# G7947 Drill Press



## Janderso (Apr 15, 2018)

Hello,
I purchased my first Grizzly machine. The drill press vibrates when drilling. I was drilling a 3/4 hole, well secured. The pilot holes had a similar shudder. I tried another (Jacobs) chuck, no change. Speed, 640 mild steel, 3/4 bit. Faster on pilots.
The spindle is true, I checked the fasteners to all the obvious points. It’s more of harmonic resonance than vibration.
Is it because of the light framing?
If I secure it to the concrete will it improve?
I am unable to upload a pic (unable to attach file, try again later) from this site.


----------



## Dave Paine (Apr 15, 2018)

I have a Powermatic 17in drill press, marketed to wood workers, which was my use at the time of purchasing.   The quill on my machine has some play in the key between quill and shaft.   When I look at drill presses I always try rotating the chuck back and forth to see is any play.   Most drill presses even on the sales room floor have had some play.

If the Grizzly drill press has play, this could cause chatter when drilling steel, especially with 3/4in bit.   I would have set a slower speed for that size drill.

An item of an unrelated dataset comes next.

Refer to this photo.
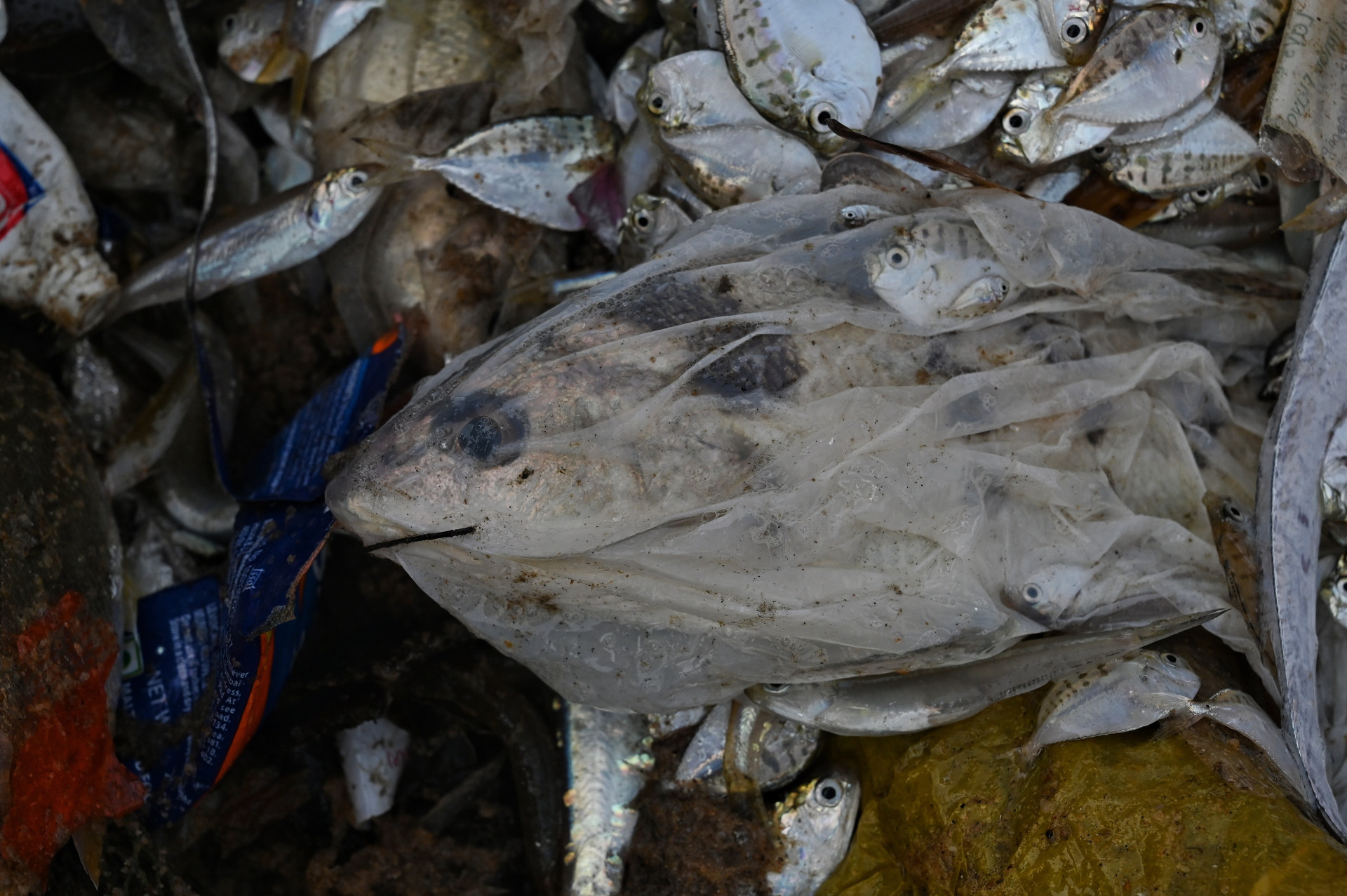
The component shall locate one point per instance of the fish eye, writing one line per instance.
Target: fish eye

One day I may take my Powermatic apart and try and fix the play.


----------



## dlane (Apr 15, 2018)

Sounds kinda fast to me for a 3/4” drill ,  dose it go slower ? , may try the BP


----------



## Janderso (Apr 15, 2018)

I was using the old standard, mild steel 100 SFPM X 4 = 400, divided by .750= 533 rpm. What was I running? 640.?


----------



## Janderso (Apr 15, 2018)

Maybe that’s it, too fast?


----------



## mattthemuppet2 (Apr 18, 2018)

if you get chatter while drilling large(ish) holes, slow the rpm down until you get a good curling chip. From (dim) memory, I usually run 3-400rpm with a 1/2" drill in steel. I would start a 3/4" drill at 250rpm or so and adjust from there.


----------